A mortgage will probably be the largest debt that you take on over your lifetime, so you want to make the right decisions when it comes to your loan. Unfortunately, you may be unduly influenced by some outdated pieces of advice that don't necessarily apply to you.

To make sure this doesn't happen, check out these three common mortgage tips that may not necessarily be true in every situation.

1. Interest is tax deductible

Chances are good that you'll hear your mortgage is more affordable than it may initially seem because interest is tax deductible. However, while interest is tax deductible on loans up to $750,000, you need to itemize when you file your taxes in order to claim the mortgage interest deduction.

Itemizing makes sense only if you can save more by deducting for specific expenses than you would save by claiming the standard deduction. For single tax filers, the standard deduction is $12,550 in 2021 and for married joint filers it's $25,100. For most people, their itemized deductions don't add up to more than that, so claiming the standard deduction is the smarter financial move.
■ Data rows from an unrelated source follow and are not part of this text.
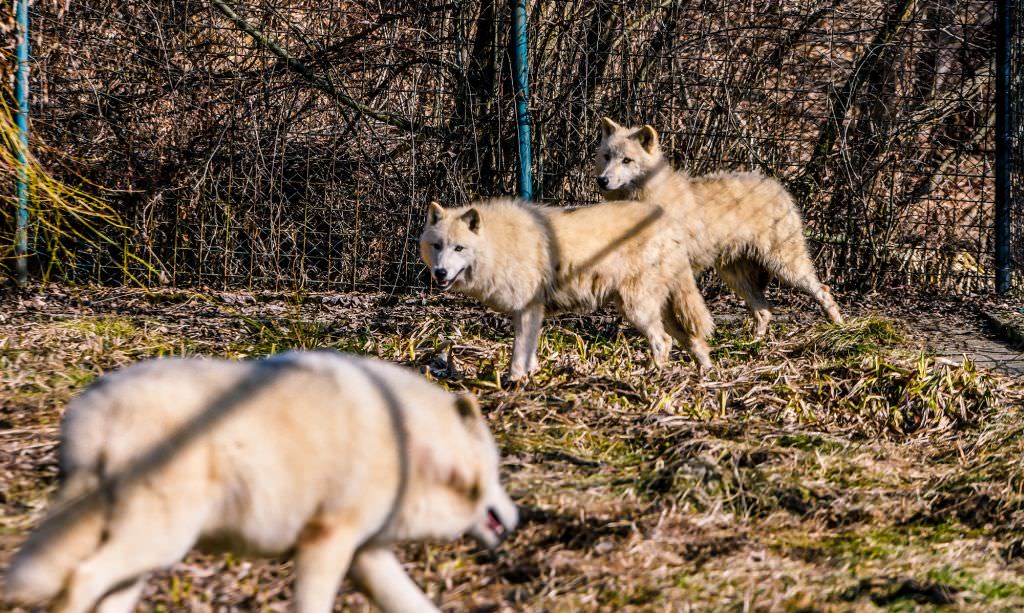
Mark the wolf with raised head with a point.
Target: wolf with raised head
(525, 260)
(336, 457)
(742, 223)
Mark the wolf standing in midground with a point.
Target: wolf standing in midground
(523, 260)
(743, 224)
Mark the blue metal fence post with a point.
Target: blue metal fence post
(22, 95)
(521, 77)
(1004, 33)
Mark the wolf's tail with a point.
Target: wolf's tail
(74, 528)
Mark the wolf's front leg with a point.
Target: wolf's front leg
(526, 325)
(321, 563)
(380, 575)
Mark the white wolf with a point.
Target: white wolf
(335, 456)
(523, 260)
(743, 224)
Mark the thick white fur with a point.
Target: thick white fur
(309, 462)
(743, 224)
(524, 260)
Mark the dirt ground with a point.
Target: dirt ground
(862, 467)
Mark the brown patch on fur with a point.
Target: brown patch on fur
(313, 531)
(468, 489)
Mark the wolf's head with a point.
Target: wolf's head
(626, 159)
(450, 243)
(455, 485)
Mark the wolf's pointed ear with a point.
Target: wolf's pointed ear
(467, 406)
(608, 127)
(647, 137)
(472, 219)
(435, 213)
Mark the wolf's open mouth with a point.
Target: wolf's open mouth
(448, 282)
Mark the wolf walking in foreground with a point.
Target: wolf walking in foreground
(743, 224)
(334, 456)
(524, 260)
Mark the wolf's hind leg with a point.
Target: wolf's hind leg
(688, 318)
(643, 310)
(381, 576)
(143, 535)
(799, 272)
(526, 327)
(122, 601)
(748, 279)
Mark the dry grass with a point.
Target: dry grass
(823, 469)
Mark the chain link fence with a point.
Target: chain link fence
(293, 144)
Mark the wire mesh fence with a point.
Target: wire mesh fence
(290, 144)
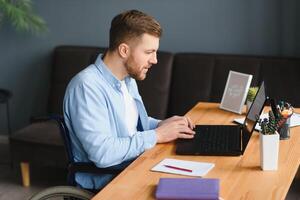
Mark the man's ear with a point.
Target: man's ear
(124, 50)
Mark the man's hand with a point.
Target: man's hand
(173, 128)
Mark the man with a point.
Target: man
(103, 110)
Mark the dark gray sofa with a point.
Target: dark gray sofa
(173, 86)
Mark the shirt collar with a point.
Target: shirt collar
(108, 75)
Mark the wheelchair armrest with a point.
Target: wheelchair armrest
(88, 167)
(35, 119)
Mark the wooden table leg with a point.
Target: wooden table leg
(25, 171)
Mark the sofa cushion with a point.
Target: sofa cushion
(282, 79)
(40, 144)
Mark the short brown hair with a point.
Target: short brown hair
(130, 24)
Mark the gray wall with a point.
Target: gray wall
(260, 27)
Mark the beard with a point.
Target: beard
(134, 71)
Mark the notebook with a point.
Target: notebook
(187, 188)
(224, 140)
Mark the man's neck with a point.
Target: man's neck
(115, 64)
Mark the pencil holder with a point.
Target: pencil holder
(284, 130)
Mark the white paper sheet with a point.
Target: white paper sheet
(197, 168)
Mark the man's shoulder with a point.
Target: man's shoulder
(89, 75)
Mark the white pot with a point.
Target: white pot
(269, 150)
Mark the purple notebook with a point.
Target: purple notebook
(187, 188)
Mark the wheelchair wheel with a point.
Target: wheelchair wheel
(63, 192)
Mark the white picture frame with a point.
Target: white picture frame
(235, 92)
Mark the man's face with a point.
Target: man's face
(142, 56)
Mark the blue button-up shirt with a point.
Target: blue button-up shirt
(94, 113)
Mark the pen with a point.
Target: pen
(178, 168)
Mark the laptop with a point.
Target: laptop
(224, 140)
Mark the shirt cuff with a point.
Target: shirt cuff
(150, 139)
(153, 123)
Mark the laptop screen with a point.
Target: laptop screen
(255, 110)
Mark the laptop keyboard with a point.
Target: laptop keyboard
(217, 138)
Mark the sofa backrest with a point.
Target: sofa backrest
(69, 60)
(178, 82)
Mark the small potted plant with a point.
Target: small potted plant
(269, 142)
(250, 96)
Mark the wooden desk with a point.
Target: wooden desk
(240, 177)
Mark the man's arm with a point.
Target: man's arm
(91, 123)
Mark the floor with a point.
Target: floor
(10, 179)
(11, 188)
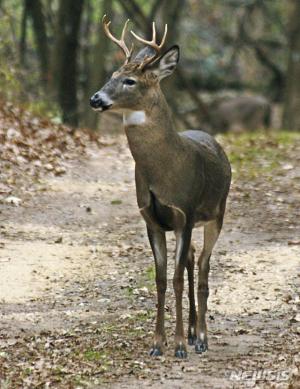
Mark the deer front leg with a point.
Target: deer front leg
(211, 234)
(192, 313)
(159, 248)
(183, 241)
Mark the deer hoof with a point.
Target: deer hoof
(181, 352)
(192, 339)
(155, 352)
(201, 346)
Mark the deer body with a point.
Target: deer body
(182, 180)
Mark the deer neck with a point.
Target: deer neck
(151, 134)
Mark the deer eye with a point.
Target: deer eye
(129, 81)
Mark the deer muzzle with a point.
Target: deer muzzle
(100, 101)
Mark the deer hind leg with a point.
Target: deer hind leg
(159, 248)
(211, 234)
(183, 241)
(192, 313)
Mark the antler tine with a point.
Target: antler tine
(157, 47)
(120, 42)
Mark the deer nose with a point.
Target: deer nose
(95, 100)
(100, 101)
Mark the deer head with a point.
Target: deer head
(131, 86)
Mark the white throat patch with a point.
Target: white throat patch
(134, 118)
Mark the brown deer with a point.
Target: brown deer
(182, 180)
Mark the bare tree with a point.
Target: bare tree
(35, 11)
(291, 115)
(64, 69)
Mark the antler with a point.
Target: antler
(120, 42)
(157, 47)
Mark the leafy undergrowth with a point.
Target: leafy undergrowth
(32, 146)
(114, 346)
(262, 154)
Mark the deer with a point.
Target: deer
(182, 180)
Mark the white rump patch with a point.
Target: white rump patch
(134, 118)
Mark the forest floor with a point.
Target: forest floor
(77, 294)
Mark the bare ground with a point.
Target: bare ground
(77, 283)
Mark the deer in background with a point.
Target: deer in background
(182, 180)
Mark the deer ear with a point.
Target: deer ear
(166, 64)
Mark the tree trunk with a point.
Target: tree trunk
(23, 35)
(291, 115)
(97, 72)
(34, 8)
(64, 67)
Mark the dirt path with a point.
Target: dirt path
(77, 293)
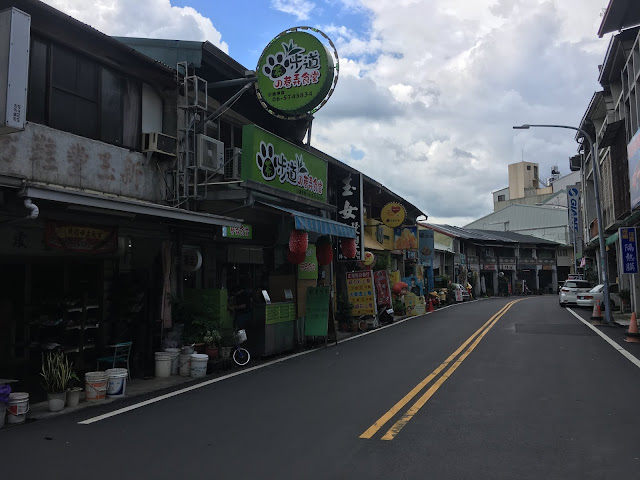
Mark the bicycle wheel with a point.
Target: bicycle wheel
(241, 356)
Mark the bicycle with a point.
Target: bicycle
(241, 355)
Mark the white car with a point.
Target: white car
(570, 290)
(589, 298)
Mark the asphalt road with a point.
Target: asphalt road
(538, 395)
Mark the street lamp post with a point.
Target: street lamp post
(593, 144)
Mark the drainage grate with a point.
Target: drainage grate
(554, 329)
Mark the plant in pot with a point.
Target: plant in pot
(73, 394)
(211, 339)
(56, 374)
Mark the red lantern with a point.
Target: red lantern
(324, 253)
(298, 241)
(348, 247)
(296, 257)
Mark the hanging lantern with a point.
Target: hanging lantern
(296, 258)
(324, 253)
(348, 246)
(298, 241)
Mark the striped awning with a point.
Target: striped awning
(313, 223)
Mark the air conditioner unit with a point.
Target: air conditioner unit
(210, 154)
(159, 143)
(15, 27)
(232, 163)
If that's the case for you, you actually won't be able to deduct your mortgage interest and can't expect to save on your home loan thanks to the government subsidizing part of your interest costs.

2. It's best to work with a local bank

Traditionally, people looking for a mortgage were often advised to work with their local bank. Since they already had a relationship with them, the theory was that the local bank would be more likely to approve them for a loan and offer a competitive rate.
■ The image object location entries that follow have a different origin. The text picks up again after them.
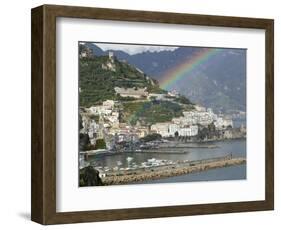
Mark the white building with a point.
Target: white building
(167, 129)
(157, 96)
(222, 123)
(188, 131)
(131, 92)
(161, 128)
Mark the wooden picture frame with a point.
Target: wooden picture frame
(43, 208)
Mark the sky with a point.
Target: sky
(133, 49)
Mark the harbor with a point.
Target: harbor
(140, 167)
(156, 171)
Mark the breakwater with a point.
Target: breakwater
(177, 169)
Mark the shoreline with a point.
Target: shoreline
(160, 172)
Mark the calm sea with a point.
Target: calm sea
(236, 147)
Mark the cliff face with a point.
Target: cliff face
(89, 177)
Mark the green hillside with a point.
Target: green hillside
(99, 75)
(97, 84)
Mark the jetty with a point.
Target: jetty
(171, 170)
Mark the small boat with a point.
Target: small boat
(129, 159)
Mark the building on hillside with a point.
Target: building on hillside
(167, 129)
(157, 96)
(131, 92)
(86, 53)
(223, 123)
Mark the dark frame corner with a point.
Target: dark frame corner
(43, 170)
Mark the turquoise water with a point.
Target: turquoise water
(236, 147)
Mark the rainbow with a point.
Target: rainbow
(186, 67)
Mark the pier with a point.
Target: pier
(177, 169)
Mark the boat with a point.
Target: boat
(129, 159)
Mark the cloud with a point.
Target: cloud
(133, 49)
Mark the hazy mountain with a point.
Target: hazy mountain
(219, 83)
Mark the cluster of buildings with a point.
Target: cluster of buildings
(131, 92)
(109, 65)
(189, 124)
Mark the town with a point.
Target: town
(102, 125)
(125, 115)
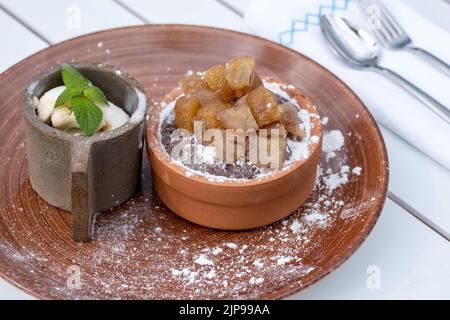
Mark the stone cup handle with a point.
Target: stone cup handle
(82, 191)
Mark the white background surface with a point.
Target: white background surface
(413, 261)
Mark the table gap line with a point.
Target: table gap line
(25, 24)
(231, 8)
(419, 216)
(132, 11)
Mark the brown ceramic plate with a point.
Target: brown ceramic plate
(141, 249)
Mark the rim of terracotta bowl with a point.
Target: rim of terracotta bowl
(154, 146)
(121, 75)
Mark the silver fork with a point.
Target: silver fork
(392, 35)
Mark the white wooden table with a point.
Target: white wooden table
(402, 258)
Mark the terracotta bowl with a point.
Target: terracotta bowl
(231, 204)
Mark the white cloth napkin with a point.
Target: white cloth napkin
(391, 105)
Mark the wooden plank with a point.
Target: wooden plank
(64, 19)
(239, 5)
(17, 42)
(201, 12)
(412, 262)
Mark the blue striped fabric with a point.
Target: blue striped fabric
(287, 37)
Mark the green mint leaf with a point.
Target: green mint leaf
(73, 78)
(66, 96)
(96, 95)
(88, 114)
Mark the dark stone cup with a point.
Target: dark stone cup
(86, 174)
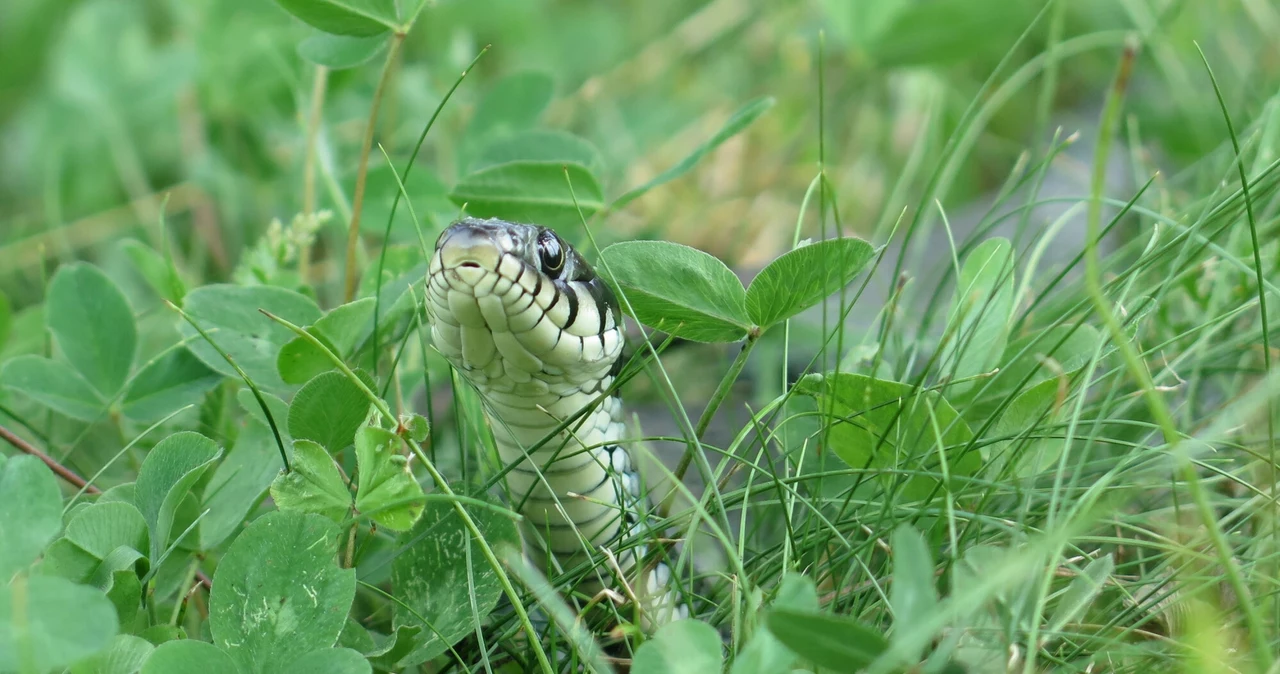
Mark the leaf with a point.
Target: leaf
(338, 51)
(187, 656)
(680, 647)
(1080, 592)
(312, 485)
(830, 641)
(677, 289)
(433, 579)
(231, 316)
(978, 324)
(804, 276)
(385, 486)
(126, 655)
(165, 478)
(278, 592)
(31, 513)
(913, 594)
(101, 528)
(945, 31)
(238, 482)
(361, 18)
(763, 652)
(328, 409)
(887, 425)
(741, 119)
(329, 661)
(341, 330)
(168, 384)
(156, 270)
(531, 192)
(49, 622)
(92, 324)
(512, 104)
(539, 145)
(54, 385)
(5, 319)
(863, 22)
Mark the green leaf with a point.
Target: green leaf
(314, 484)
(1080, 592)
(278, 592)
(741, 119)
(165, 478)
(168, 384)
(5, 319)
(338, 51)
(279, 412)
(887, 425)
(238, 482)
(830, 641)
(329, 408)
(804, 276)
(329, 661)
(680, 647)
(31, 513)
(433, 579)
(1048, 354)
(531, 192)
(54, 385)
(539, 145)
(677, 289)
(860, 23)
(763, 652)
(342, 330)
(913, 594)
(92, 324)
(513, 104)
(385, 485)
(231, 316)
(126, 655)
(361, 18)
(978, 324)
(124, 591)
(159, 273)
(103, 528)
(49, 622)
(186, 656)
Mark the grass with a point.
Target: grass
(1065, 466)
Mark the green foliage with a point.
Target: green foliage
(984, 481)
(680, 647)
(28, 512)
(278, 594)
(443, 579)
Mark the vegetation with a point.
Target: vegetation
(999, 394)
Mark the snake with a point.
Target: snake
(529, 324)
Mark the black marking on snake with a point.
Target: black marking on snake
(571, 297)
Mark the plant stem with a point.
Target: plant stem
(362, 172)
(59, 470)
(1156, 404)
(717, 399)
(309, 166)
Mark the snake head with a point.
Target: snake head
(516, 306)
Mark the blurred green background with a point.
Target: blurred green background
(108, 108)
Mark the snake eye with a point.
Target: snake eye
(551, 253)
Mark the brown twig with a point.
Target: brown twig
(62, 471)
(69, 476)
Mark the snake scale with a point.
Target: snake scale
(525, 320)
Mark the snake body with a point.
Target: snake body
(524, 319)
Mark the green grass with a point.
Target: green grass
(1066, 464)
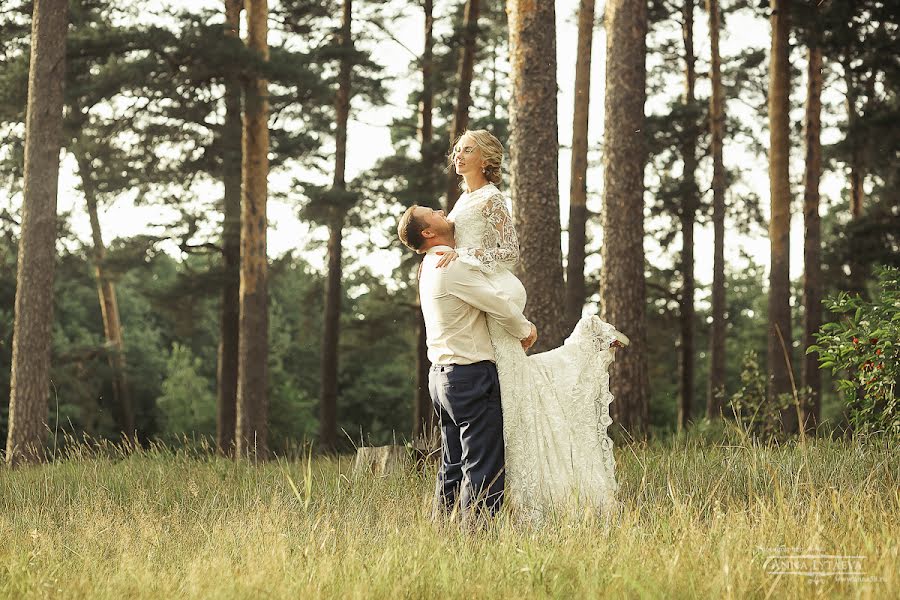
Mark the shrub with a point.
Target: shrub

Today, that's not necessarily the case. There are a huge number of different options for loans now, including online mortgage lenders that often offer very competitive terms on home loans. Borrowers should get quotes from multiple lenders and shouldn't restrict themselves only to local financial institutions in their quest to find the most affordable loan.

3. You need 20% down

For a long time, it was also widely accepted as fact that you should make a 20% down payment on a home. However, the majority of home buyers no longer do that. In 2019, the median down payment for all buyers was just 12%, according to a study by the National Association of Realtors. For first-time home buyers, it was even lower at 16%.
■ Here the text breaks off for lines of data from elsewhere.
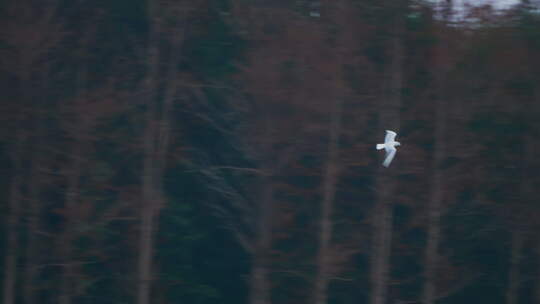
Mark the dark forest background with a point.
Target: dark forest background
(223, 151)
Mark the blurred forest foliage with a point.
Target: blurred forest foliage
(223, 151)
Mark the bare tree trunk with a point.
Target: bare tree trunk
(148, 181)
(512, 291)
(12, 243)
(155, 145)
(385, 184)
(434, 209)
(31, 254)
(329, 192)
(260, 285)
(71, 198)
(435, 203)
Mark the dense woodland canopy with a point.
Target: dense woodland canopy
(223, 151)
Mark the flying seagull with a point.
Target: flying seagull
(389, 146)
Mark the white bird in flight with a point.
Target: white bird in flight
(389, 146)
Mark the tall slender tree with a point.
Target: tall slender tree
(389, 118)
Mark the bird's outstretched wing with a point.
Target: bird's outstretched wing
(390, 153)
(390, 136)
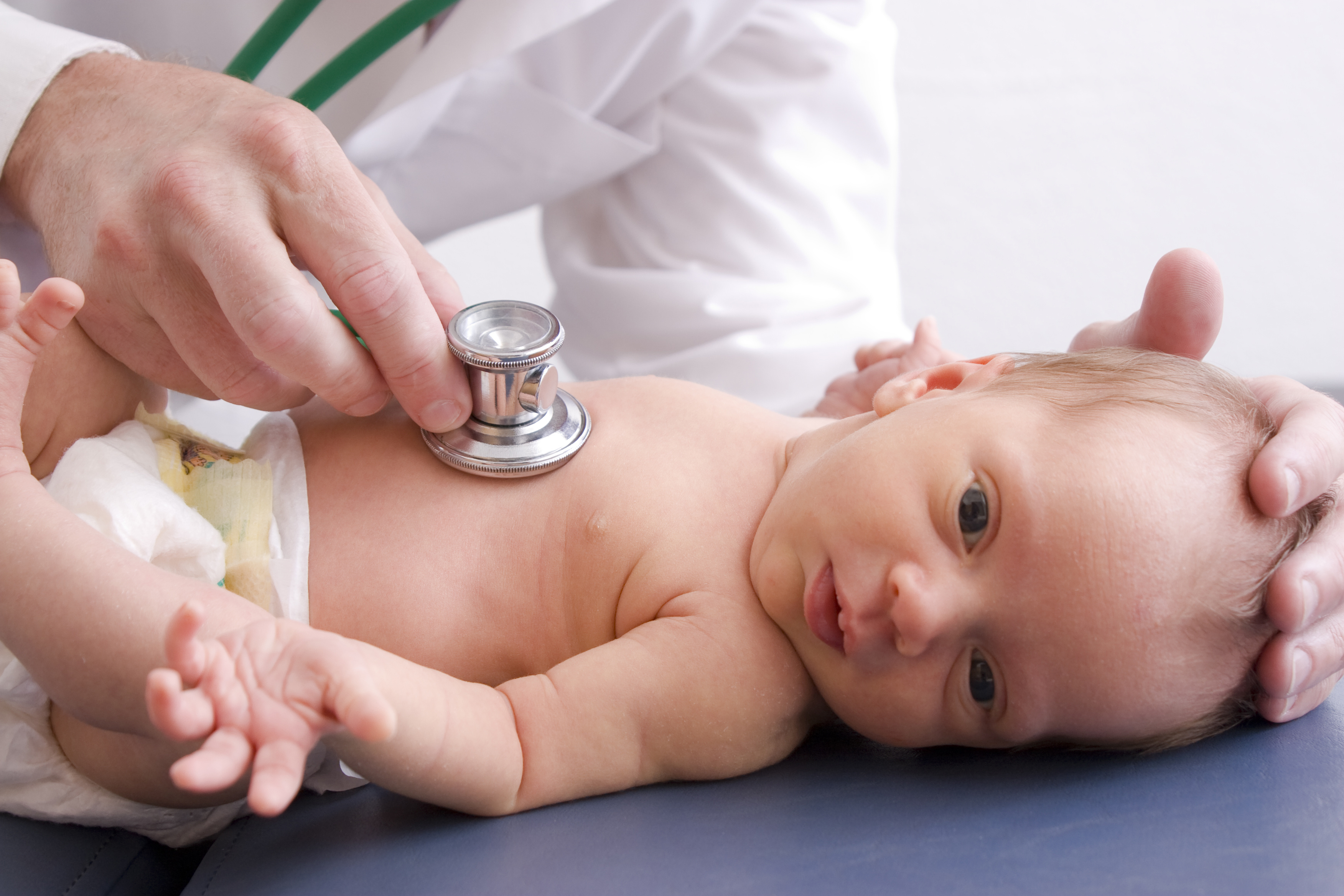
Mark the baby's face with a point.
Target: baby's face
(971, 570)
Unfortunately, borrowers who believe they need to make a 20% down payment could end up putting off homeownership for a really long time -- perhaps unnecessarily.

Now, it is definitely ideal to make a 20% down payment if you can. Doing so gives you the broadest choice of lenders willing to work with you, so it is more likely you'll be able to get the most affordable possible loan. You can also avoid having to pay private mortgage insurance (PMI), which borrowers with a smaller down payment must pay for to protect lenders from loss. And you won't have to worry as much about ending up owing more than your house is worth.

But if you're otherwise in a good financial position to purchase a home, feel it's a good time to buy, and you don't have a 20% down payment, you shouldn't let this outdated piece of advice prevent you from making your home ownership dreams come true -- especially since it's possible to buy a home with zero down payment.

Ultimately, you need to consider the specifics of your situation and make sure you're making a fully informed choice about when to buy, who to get your loan from, and how much your home loan will cost you.